English, Department of

 

Date of this Version

2010

Citation

Early American Literature (2010) 45(3): 619-654.

Comments

Copyright © 2010 by the University of North Carolina Press. Used by permission of the publisher. http://www.uncpress.unc.edu

Abstract

The contention that Charlotte is best understood as part of Rowson’s career, a career that spanned a period of years and the Atlantic Ocean, is central to our analysis and to the recovery of Rowson’s authorial agency. In Women and Authorship in Revolutionary America, Angela Vietto argues for the importance of the “literary career” as a category of analysis for women, of “examinin[g] the course writers followed in their pursuit of writing as a vocation—their progress in a variety of kinds of projects, both in their texts and in their performances as authors” (91). Although we leave the work of textual analysis across the range of Rowson’s literary works to other scholars, we take up the work of recovering American’s first best-selling novel as part of a transatlantic career that Rowson herself constructed and made visible.

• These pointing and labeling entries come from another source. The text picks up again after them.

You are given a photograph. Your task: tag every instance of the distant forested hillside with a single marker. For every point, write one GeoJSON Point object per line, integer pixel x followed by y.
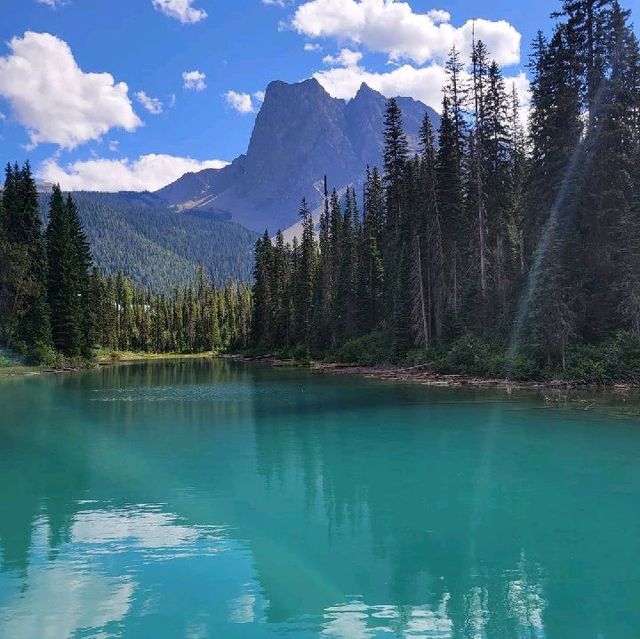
{"type": "Point", "coordinates": [159, 248]}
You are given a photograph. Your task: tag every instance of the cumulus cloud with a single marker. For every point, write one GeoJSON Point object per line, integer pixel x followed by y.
{"type": "Point", "coordinates": [392, 27]}
{"type": "Point", "coordinates": [181, 10]}
{"type": "Point", "coordinates": [54, 99]}
{"type": "Point", "coordinates": [241, 102]}
{"type": "Point", "coordinates": [153, 105]}
{"type": "Point", "coordinates": [346, 58]}
{"type": "Point", "coordinates": [194, 80]}
{"type": "Point", "coordinates": [147, 173]}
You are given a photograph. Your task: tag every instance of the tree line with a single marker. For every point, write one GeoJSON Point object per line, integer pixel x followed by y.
{"type": "Point", "coordinates": [54, 303]}
{"type": "Point", "coordinates": [491, 241]}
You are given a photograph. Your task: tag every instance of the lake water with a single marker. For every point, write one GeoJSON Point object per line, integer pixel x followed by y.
{"type": "Point", "coordinates": [194, 499]}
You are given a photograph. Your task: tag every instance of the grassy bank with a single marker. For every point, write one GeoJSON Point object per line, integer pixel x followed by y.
{"type": "Point", "coordinates": [113, 357]}
{"type": "Point", "coordinates": [12, 366]}
{"type": "Point", "coordinates": [481, 361]}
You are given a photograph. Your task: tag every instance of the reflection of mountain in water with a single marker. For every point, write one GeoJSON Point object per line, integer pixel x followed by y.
{"type": "Point", "coordinates": [310, 503]}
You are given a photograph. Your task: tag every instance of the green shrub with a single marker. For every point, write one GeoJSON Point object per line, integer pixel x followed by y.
{"type": "Point", "coordinates": [373, 349]}
{"type": "Point", "coordinates": [471, 355]}
{"type": "Point", "coordinates": [622, 359]}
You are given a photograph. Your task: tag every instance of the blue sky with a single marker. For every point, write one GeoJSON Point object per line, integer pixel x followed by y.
{"type": "Point", "coordinates": [108, 137]}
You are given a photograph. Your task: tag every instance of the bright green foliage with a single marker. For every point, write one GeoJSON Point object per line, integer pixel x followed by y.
{"type": "Point", "coordinates": [450, 241]}
{"type": "Point", "coordinates": [52, 297]}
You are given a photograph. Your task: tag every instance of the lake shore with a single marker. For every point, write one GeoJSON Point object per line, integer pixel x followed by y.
{"type": "Point", "coordinates": [102, 359]}
{"type": "Point", "coordinates": [424, 375]}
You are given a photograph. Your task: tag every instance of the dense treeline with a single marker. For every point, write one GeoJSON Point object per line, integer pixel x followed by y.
{"type": "Point", "coordinates": [54, 302]}
{"type": "Point", "coordinates": [491, 248]}
{"type": "Point", "coordinates": [156, 246]}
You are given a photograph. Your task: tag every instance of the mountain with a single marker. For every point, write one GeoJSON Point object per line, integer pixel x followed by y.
{"type": "Point", "coordinates": [301, 134]}
{"type": "Point", "coordinates": [156, 246]}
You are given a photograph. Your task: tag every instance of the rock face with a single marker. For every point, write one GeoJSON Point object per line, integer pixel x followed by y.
{"type": "Point", "coordinates": [301, 134]}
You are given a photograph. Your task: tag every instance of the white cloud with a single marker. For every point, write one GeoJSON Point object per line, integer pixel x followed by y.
{"type": "Point", "coordinates": [181, 10]}
{"type": "Point", "coordinates": [392, 27]}
{"type": "Point", "coordinates": [153, 105]}
{"type": "Point", "coordinates": [346, 58]}
{"type": "Point", "coordinates": [55, 100]}
{"type": "Point", "coordinates": [194, 80]}
{"type": "Point", "coordinates": [147, 173]}
{"type": "Point", "coordinates": [241, 102]}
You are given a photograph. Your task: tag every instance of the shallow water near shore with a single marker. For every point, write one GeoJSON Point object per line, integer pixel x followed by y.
{"type": "Point", "coordinates": [214, 498]}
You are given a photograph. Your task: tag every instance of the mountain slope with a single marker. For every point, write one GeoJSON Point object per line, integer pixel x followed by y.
{"type": "Point", "coordinates": [158, 247]}
{"type": "Point", "coordinates": [301, 134]}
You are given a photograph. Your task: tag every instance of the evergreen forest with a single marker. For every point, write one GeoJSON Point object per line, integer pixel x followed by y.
{"type": "Point", "coordinates": [56, 307]}
{"type": "Point", "coordinates": [505, 247]}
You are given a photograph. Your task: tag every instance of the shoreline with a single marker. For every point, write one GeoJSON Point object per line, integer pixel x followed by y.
{"type": "Point", "coordinates": [420, 374]}
{"type": "Point", "coordinates": [102, 360]}
{"type": "Point", "coordinates": [423, 375]}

As a recent surge in transatlantic readings of Rowson’s work testifies, the facts of Rowsons’s biography make a transatlantic approach nearly inevitable. Born Susanna Haswell in England in 1762, she moved to the American colonies at the age of five and spent her childhood happily in Massachusetts until the Revolutionary War intervened. A prisoner exchange returned her Loyalist family to England in 1778. Fifteen years later, in 1793, a married Susanna Rowson embarked on her third Atlantic crossing with her husband, William, to join Thomas Wignell’s theater company in Philadelphia. As Jeffrey Richards aptly argues, Rowson’s theatrical career embodies the Anglo-American transatlanticism of the early American theater, making “Rowson . . . herself the space or hyphen between the two English-speaking cultures.”